Sunday, March 17, 2013

Slight of Bland: THE INCREDIBLE BURT WONDERSTONE


What a difference ten years makes. In 2003, Jim Carrey starred in the comedy Bruce Almighty as an average guy given the chance to borrow God-like powers, but the real scene-stealer, indeed the only person whose contribution I can remember to this day, was Steve Carell in a supporting role. Now here we are in 2013 with the comedy The Incredible Burt Wonderstone. It stars Carell in the title role while the more memorable moments appear courtesy of Carrey in a supporting role. It’s amazing what can happen to a showbiz career in only a decade, an observation worth noting in connection with Wonderstone since it happens to be a point on which the plot hinges. Carell plays a cheesy, theatrical, old school magician who, with his partner Anton Marvelton (Steve Buscemi), has headlined at a Las Vegas hotel performing the same magic act for ten years. They were wildly popular and wealthy, but the act’s gone stale and ticket sales are plummeting. Their hotelier boss (James Gandolfini) says he’ll fire them and hire a flashy new magician (Jim Carrey), a decision that spurs Wonderstone to put together a new show that’ll wow the crowds all over again.

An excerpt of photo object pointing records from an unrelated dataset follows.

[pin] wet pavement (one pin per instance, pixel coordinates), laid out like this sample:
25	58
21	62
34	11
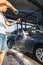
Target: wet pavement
17	58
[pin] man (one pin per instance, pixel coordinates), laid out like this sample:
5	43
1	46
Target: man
4	5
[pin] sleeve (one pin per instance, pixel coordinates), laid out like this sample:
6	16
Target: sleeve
2	1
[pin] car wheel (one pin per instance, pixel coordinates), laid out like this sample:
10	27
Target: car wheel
38	52
9	44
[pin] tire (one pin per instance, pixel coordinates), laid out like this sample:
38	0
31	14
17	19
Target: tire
38	52
9	44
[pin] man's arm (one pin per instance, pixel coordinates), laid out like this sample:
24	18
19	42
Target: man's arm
2	1
12	23
9	5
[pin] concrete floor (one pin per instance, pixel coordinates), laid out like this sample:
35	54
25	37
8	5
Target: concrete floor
18	59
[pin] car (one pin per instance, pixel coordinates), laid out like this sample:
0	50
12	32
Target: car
28	37
27	40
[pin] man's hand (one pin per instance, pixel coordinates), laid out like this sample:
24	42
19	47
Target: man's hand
15	11
18	20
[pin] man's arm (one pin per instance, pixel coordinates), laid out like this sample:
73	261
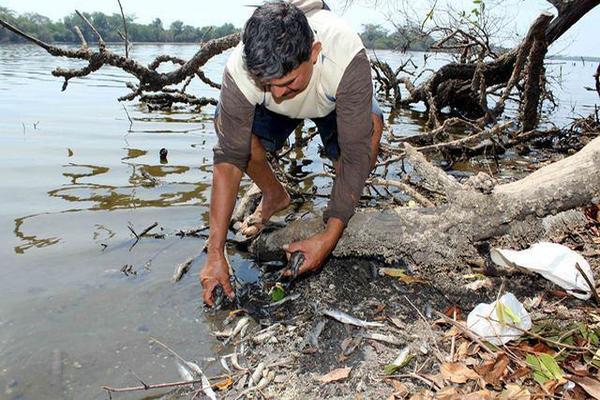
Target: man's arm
231	154
354	123
353	109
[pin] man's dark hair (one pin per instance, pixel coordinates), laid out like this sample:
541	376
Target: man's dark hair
277	39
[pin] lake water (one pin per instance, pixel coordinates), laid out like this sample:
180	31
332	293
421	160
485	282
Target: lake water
74	178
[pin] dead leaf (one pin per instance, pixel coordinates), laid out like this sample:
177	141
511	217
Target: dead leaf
225	384
424	395
493	371
454	312
402	275
590	385
515	392
478	284
335	375
480	395
457	373
398	323
448	393
400	388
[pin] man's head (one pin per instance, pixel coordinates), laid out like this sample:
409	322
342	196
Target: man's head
279	49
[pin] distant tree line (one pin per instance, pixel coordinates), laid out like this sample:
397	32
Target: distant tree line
108	26
374	36
409	37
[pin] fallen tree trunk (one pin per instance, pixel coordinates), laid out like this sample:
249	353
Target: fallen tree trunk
447	235
451	84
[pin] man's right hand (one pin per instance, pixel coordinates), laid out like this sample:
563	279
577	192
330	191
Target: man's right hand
215	272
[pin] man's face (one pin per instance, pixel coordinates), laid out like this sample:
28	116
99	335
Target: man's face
296	81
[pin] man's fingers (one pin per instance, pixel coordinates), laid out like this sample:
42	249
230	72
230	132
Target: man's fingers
208	285
228	289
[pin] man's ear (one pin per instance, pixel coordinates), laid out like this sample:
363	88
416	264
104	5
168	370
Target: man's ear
314	53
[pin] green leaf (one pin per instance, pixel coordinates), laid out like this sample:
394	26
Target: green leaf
277	292
545	368
596	359
391	369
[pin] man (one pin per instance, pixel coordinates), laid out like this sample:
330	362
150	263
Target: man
293	63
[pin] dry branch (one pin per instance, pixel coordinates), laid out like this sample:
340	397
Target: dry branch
448	234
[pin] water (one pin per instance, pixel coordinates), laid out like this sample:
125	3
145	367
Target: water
73	179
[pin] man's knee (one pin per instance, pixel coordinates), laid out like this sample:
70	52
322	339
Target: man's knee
257	150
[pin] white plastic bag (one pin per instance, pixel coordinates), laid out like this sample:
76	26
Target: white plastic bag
498	324
554	262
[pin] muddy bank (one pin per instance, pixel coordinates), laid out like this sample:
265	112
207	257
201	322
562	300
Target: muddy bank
407	309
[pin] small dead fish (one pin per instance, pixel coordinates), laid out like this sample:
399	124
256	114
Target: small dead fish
206	386
238	328
296	261
349	319
218	294
236	363
181	270
312	339
380	338
185	374
257	374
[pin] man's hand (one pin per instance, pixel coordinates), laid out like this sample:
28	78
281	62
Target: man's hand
317	247
215	272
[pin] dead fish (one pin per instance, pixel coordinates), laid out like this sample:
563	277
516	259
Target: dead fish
349	319
206	386
185	374
223	334
380	338
257	374
235	362
238	328
312	339
276	304
296	261
181	270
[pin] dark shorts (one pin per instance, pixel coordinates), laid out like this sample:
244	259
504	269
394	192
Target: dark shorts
273	129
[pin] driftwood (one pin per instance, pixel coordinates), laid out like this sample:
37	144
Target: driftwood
463	86
448	234
149	80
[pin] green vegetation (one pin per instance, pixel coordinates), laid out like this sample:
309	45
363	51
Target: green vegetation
404	38
108	26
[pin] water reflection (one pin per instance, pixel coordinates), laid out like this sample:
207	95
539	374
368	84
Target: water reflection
147	185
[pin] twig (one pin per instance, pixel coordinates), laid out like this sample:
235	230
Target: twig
158	385
587	280
128	117
148	229
415	376
125	28
81	37
93	28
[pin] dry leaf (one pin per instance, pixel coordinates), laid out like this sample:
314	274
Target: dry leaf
478	284
591	386
398	323
400	388
457	373
225	384
515	392
448	393
453	312
493	371
335	375
480	395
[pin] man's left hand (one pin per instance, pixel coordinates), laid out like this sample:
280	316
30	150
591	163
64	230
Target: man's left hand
317	247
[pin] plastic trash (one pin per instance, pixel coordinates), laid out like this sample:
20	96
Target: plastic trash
498	324
554	262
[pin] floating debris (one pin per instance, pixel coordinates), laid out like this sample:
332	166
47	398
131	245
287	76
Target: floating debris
349	319
501	321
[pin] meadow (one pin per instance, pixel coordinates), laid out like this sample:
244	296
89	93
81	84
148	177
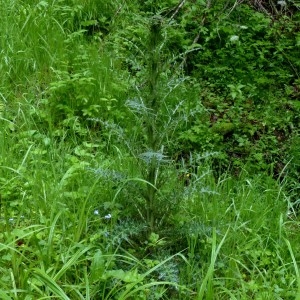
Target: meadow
140	158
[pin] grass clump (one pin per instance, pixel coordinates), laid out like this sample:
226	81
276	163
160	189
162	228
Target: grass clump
100	197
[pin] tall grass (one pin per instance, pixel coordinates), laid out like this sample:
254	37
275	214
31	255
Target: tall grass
71	219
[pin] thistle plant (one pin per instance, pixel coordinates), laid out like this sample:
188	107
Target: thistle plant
155	120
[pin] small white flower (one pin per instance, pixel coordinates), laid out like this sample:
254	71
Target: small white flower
107	216
234	38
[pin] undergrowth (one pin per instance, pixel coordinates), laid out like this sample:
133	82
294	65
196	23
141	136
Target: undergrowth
118	181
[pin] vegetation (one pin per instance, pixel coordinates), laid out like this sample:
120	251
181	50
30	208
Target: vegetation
149	149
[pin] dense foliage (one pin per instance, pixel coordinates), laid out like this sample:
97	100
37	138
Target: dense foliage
149	149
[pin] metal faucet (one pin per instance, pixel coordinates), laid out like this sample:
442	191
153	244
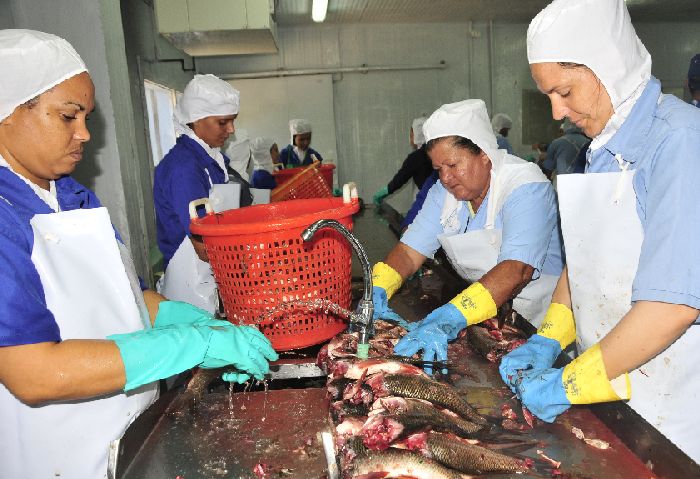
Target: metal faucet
363	319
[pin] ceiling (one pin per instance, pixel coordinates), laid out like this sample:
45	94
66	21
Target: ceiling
298	12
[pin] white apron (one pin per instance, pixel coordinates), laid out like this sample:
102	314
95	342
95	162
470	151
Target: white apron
92	293
603	237
187	278
475	253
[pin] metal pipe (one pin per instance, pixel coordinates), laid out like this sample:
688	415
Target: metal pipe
325	71
366	306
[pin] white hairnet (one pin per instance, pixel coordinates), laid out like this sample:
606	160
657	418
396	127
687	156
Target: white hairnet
500	121
206	95
417	127
299	126
32	63
595	33
260	149
467	119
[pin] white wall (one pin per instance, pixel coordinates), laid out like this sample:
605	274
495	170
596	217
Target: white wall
373	111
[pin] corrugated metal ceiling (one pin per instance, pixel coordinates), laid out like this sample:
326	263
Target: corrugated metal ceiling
298	12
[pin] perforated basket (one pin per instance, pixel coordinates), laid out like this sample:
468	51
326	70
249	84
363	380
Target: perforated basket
308	183
260	262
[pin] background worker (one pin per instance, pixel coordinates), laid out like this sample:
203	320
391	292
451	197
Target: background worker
82	346
195	168
562	152
266	159
694	80
630	294
415	166
299	152
495	217
502	124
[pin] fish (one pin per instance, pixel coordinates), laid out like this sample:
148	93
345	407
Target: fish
421	387
464	456
399	464
369	367
418	410
493	344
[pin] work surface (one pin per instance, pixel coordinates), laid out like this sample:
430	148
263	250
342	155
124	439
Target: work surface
207	432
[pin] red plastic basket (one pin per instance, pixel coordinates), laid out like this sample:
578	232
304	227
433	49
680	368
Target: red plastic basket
308	183
260	262
283	176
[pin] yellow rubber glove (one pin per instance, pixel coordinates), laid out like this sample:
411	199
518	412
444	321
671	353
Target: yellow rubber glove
586	382
475	303
558	324
387	278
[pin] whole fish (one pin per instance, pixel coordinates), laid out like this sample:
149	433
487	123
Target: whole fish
424	413
465	457
424	388
400	463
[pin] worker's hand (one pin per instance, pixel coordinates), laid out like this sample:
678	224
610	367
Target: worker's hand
158	353
536	354
432	334
244	347
557	331
171	313
549	392
380	195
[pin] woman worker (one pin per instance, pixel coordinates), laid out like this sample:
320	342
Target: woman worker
630	228
416	165
78	353
195	168
495	216
299	153
266	159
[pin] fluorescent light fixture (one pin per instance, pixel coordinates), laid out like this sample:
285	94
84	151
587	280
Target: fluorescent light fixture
318	10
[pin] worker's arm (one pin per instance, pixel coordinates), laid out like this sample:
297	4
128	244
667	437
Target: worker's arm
65	370
648	328
562	294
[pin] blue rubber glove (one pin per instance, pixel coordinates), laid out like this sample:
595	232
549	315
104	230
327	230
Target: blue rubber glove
172	313
542	392
432	334
383	311
537	353
158	353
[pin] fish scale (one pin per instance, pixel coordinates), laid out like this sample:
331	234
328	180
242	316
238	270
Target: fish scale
471	458
433	391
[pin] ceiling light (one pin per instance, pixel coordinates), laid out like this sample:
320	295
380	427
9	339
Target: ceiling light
318	10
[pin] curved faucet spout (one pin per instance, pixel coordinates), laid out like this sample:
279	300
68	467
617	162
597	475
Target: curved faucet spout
366	306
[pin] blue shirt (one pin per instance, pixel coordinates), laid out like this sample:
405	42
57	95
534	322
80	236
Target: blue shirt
24	316
181	177
662	144
528	220
263	179
503	143
290	159
420	199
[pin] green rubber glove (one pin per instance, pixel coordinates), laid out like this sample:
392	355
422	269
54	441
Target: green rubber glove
152	354
380	195
174	313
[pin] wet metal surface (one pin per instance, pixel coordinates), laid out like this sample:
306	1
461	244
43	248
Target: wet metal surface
227	435
206	432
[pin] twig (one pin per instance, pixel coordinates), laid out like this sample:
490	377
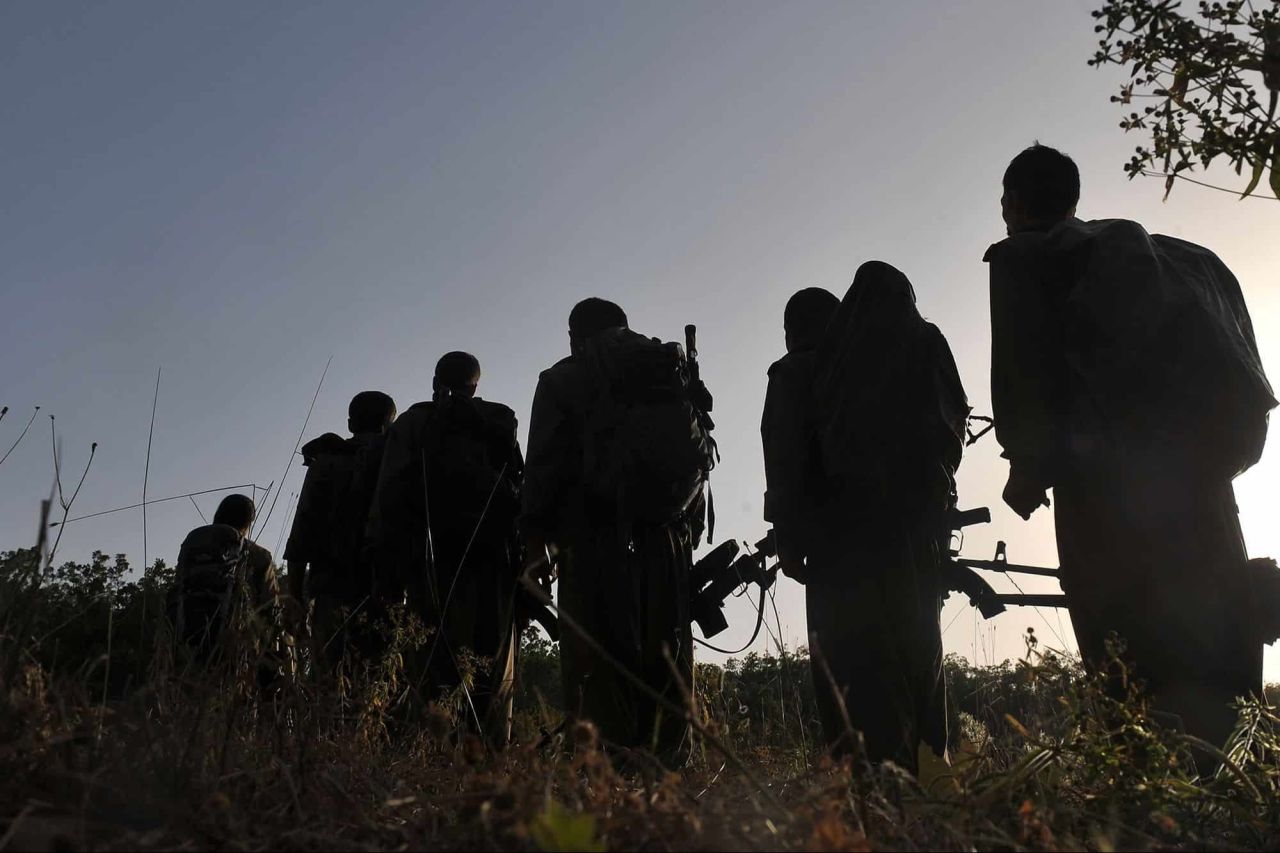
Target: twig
135	506
1148	173
146	469
21	434
67	505
197	509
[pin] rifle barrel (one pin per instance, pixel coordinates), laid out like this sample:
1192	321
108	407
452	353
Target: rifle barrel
1032	600
1000	565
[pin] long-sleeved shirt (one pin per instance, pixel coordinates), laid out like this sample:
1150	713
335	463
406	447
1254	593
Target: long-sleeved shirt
1027	359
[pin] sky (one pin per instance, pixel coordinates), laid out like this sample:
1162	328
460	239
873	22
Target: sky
234	194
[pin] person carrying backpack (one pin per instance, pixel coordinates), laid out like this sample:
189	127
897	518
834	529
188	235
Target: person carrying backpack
618	457
1127	378
224	578
329	568
863	430
444	529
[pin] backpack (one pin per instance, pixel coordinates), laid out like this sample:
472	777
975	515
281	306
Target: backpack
647	446
346	475
1160	340
209	562
467	445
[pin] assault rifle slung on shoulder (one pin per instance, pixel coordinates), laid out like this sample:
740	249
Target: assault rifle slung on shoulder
959	575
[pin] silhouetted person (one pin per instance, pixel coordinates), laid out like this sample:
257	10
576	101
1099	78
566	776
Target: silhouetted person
451	539
622	515
329	564
863	430
1125	377
223	575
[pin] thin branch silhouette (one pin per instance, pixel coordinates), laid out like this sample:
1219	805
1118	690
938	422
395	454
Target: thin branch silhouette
296	446
21	436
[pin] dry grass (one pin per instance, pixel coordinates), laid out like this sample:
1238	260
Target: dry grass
178	758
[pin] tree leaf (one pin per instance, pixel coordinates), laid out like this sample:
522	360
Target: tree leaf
1275	170
1258	168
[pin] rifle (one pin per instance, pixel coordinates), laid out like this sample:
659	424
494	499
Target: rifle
529	609
722	571
959	573
698	391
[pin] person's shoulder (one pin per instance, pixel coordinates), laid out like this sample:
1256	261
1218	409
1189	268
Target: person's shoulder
566	370
321	446
411	420
794	365
496	411
1016	247
257	555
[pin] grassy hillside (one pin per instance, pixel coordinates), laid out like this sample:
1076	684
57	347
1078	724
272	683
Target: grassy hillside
109	740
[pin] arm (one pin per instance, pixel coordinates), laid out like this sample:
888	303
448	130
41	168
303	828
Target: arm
787	443
397	503
549	466
1025	370
306	533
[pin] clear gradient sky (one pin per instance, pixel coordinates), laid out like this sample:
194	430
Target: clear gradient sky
238	191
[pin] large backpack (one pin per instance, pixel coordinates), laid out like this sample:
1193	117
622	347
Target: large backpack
647	446
1160	341
210	562
467	445
346	475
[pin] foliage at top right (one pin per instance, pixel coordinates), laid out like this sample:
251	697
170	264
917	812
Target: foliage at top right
1208	81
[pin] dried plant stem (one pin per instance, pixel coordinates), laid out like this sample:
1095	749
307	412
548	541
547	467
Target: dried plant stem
21	436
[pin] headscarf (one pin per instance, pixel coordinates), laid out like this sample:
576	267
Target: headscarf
887	384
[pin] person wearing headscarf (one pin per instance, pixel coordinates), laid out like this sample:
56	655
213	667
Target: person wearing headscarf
880	447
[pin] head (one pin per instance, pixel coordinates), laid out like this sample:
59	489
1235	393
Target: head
807	316
457	374
1042	187
236	511
883	295
590	316
370	411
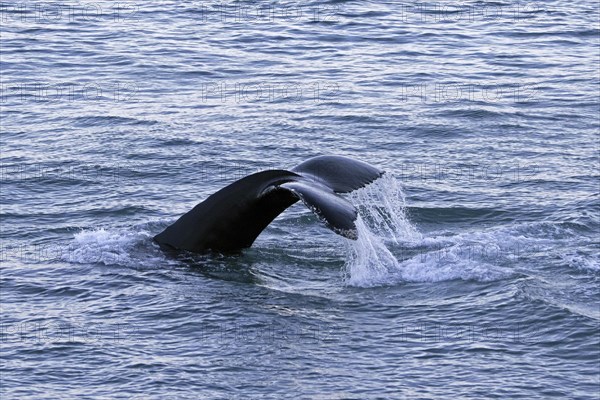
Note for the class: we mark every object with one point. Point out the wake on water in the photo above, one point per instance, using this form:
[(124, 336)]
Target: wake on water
[(389, 249)]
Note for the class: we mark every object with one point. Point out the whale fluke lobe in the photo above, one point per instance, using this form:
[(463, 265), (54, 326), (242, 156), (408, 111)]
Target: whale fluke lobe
[(233, 217)]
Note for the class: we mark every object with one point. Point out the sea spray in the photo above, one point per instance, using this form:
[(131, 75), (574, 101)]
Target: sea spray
[(382, 217)]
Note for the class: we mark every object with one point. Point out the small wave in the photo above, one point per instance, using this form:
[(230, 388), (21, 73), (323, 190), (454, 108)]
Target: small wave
[(128, 247), (391, 250)]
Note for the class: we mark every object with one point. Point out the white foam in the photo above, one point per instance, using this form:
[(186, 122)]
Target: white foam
[(112, 247), (390, 249)]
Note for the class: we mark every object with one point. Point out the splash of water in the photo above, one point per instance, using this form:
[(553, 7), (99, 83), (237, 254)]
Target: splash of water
[(382, 217)]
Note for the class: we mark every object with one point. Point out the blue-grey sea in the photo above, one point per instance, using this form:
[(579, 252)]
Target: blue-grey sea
[(476, 273)]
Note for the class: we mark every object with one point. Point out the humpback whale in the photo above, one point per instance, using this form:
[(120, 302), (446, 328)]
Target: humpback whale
[(232, 218)]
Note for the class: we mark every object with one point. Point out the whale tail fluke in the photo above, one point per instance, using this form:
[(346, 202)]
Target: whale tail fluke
[(233, 217)]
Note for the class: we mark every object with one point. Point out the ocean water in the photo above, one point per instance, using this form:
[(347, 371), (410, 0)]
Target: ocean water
[(476, 272)]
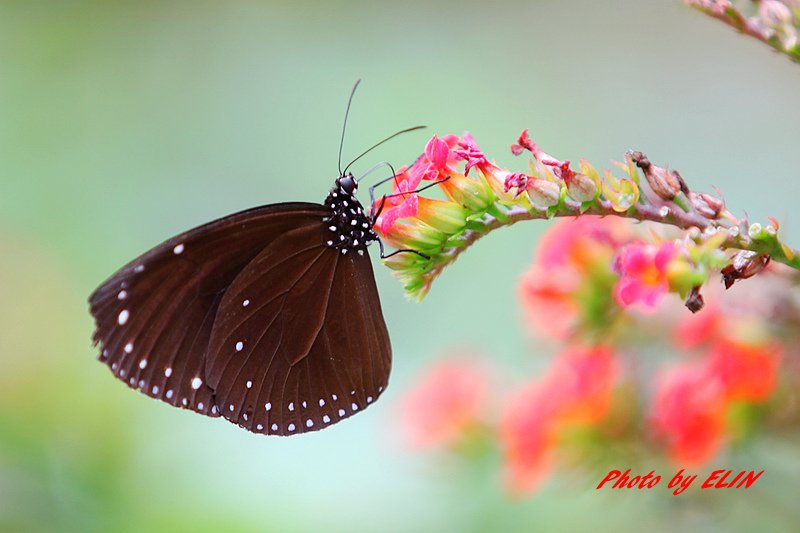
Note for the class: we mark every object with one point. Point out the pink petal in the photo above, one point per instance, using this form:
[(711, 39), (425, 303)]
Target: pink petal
[(436, 151)]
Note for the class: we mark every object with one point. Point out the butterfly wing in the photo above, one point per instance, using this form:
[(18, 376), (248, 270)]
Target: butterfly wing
[(309, 349), (155, 315)]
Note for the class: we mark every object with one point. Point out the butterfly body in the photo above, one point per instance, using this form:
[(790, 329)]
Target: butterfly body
[(269, 317), (350, 227)]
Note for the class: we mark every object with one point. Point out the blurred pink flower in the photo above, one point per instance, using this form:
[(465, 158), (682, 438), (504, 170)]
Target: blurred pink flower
[(748, 372), (445, 403), (643, 274), (577, 390), (527, 435), (584, 380), (688, 413)]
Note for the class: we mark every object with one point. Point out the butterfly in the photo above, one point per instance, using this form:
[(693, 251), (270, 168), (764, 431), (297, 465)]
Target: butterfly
[(269, 317)]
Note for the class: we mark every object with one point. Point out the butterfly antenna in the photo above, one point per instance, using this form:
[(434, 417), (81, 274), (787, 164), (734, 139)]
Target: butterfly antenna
[(344, 126), (368, 150)]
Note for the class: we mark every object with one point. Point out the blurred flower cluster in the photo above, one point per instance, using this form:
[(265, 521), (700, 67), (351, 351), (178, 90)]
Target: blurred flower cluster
[(775, 22), (636, 376)]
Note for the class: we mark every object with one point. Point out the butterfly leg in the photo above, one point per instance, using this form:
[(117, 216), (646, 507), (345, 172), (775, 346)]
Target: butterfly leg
[(384, 255)]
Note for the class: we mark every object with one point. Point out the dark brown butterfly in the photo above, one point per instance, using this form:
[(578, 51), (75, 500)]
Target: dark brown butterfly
[(269, 317)]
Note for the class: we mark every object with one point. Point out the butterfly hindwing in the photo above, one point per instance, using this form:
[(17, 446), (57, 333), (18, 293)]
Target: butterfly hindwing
[(300, 341), (154, 316)]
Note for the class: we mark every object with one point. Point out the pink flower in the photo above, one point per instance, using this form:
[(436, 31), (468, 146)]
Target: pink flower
[(563, 286), (404, 205), (748, 372), (577, 390), (527, 435), (445, 403), (468, 151), (643, 274), (584, 379), (689, 413)]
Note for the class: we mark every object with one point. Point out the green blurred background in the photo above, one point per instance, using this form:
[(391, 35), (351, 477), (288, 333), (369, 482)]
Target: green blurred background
[(123, 123)]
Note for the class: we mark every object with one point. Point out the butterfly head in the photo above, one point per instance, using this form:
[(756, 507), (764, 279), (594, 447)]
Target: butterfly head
[(347, 184)]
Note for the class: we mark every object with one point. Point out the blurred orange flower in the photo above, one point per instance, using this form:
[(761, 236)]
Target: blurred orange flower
[(689, 413), (577, 390), (747, 372)]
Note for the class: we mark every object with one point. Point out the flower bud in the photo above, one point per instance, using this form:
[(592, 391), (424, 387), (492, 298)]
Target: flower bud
[(707, 205), (622, 193), (745, 264), (447, 217), (543, 193), (666, 184), (694, 302), (582, 188), (473, 194)]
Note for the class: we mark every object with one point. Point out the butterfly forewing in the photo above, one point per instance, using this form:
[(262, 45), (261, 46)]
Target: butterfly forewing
[(155, 315), (310, 348)]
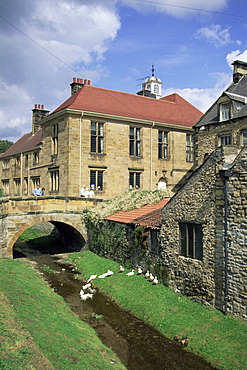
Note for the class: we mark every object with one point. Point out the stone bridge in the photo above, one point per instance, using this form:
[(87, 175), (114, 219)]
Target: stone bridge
[(20, 213)]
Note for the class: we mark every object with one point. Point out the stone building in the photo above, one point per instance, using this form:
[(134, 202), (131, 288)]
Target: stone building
[(105, 139), (225, 122), (204, 228)]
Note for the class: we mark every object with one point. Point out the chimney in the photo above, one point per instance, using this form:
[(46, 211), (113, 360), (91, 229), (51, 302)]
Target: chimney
[(77, 84), (39, 112), (239, 70)]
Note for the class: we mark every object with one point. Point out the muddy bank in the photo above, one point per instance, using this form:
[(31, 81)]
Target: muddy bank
[(139, 346)]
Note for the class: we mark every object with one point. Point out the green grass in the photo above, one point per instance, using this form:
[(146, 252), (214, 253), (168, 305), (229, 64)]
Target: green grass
[(219, 339), (39, 331)]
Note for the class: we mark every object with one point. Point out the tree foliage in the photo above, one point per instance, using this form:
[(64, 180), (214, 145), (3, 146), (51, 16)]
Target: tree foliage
[(4, 145)]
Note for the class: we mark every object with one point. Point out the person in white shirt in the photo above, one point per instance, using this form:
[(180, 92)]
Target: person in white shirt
[(82, 191), (37, 191)]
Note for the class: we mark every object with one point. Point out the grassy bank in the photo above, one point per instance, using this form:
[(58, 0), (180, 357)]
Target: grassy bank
[(219, 339), (39, 331)]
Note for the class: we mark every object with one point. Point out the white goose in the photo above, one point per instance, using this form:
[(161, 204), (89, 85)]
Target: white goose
[(147, 275), (92, 277), (155, 281), (139, 271), (121, 269)]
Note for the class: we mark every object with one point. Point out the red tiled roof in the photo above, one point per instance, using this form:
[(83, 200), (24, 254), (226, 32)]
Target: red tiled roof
[(148, 216), (172, 109), (25, 143)]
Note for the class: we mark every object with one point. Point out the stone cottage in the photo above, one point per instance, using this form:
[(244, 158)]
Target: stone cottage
[(105, 139), (204, 227)]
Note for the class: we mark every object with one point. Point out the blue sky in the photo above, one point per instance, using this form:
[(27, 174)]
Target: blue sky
[(44, 44)]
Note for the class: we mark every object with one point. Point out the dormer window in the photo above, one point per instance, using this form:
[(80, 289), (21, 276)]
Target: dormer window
[(224, 111)]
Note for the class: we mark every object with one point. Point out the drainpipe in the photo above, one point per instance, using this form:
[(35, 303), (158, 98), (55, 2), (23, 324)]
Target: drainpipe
[(21, 184), (80, 147), (151, 158), (225, 173)]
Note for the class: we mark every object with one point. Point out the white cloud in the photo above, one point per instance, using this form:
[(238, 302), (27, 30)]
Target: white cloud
[(236, 55), (203, 98), (214, 34), (52, 36), (177, 8)]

What follows is a movie that’s big, broad and bland. It’s predictable in every beat right up to the rather mean-spirited finale that’s nonetheless played as triumphant victory. Carell’s Wonderstone is nothing more than a pompous and out-of-touch cheeseball, a sort of softer, off-brand Zoolander. In the movie he follows the predictable arc that starts from top of the world before getting knocked down to low lows until he finds it within himself, through the help of the characters around him, to know better how to find his way back to the top. What little that’s interesting here relates to the tension between the older style of magic making, typified by a mail order magic kit hawked by a slick showman (Alan Arkin) that holds a special place in the lives of Carell and Buscemi, and the newer more aggressive and ugly magic as practiced by the flashy, gross magician played by Carrey. Where our protagonists are average guys all dressed up with pompadours and in velvet making a dancing entrance to Steve Miller Band's "Abracadabra," he’s wiry, with long stringy hair, black clothing and pounding heavy metal. He’s obnoxious, at one point cutting open his cheek to pull out a bloody, folded up playing card. “Is this your card?” he asks. It is. (His final trick is super gross, too. I shall not spoil it, except to say it’s horrifying, cringe-worthy, and a little funny.)

The tension between types of magic, though, is ground under by the homogenized mediocrity of it all in a film eager to use that central conflict as set dressing rather than utilizing it as the intriguing idea that it is. Director Don Scardino (a sitcom staple) finds little of visual interest, preferring instead to keep the in medium shots and let the lines land. It’s too bad the lines in the script by Jonathan Goldstein and John Francis Daley (they of Horrible Bosses) are largely inoffensive clunkers that go down easily and without impact. It’s a comedy that fails on both on a plot level and on a scene-by-scene basis, gathering up few laughs and even less of a reason to care. Why, then, did I not out-and-out hate this movie? It’s the cast and the cast alone. Carell and Buscemi have a funny sort of buddy chemistry that occasionally wrings some laughter out of the neglected premise. A few of Gandolfini’s line readings are just unexpected enough to bring a sort of backwards gravitas to some very silly moments. And Carrey, flailing about with little to do, nonetheless makes a big impact by bringing total commitment to a nutty part that a lesser comic actor would’ve no doubt undersold.  

I haven’t even mentioned Olivia Wilde yet and that’s a shame. She’s playing a nothing character, a token female presence that is only around to provide an anemic romantic subplot. You could take Wilde out of Wonderstone entirely and the movie would lose exactly nothing in terms of coherence and impact. That’s unfortunate, but the movie is a big nothing all around. It has so many promising elements mixed in with a game cast and yet proceeds to make use of none of them. It’s blandly uninvolving and perplexingly dull, aside from the once or twice I snickered or half-smiled at the best efforts of everyone involved. The whole thing was leaving my head even as I walked out of the theater. I barely remember it as I type these words a day after I saw it, so I doubt I’ll remember anything about it in ten years.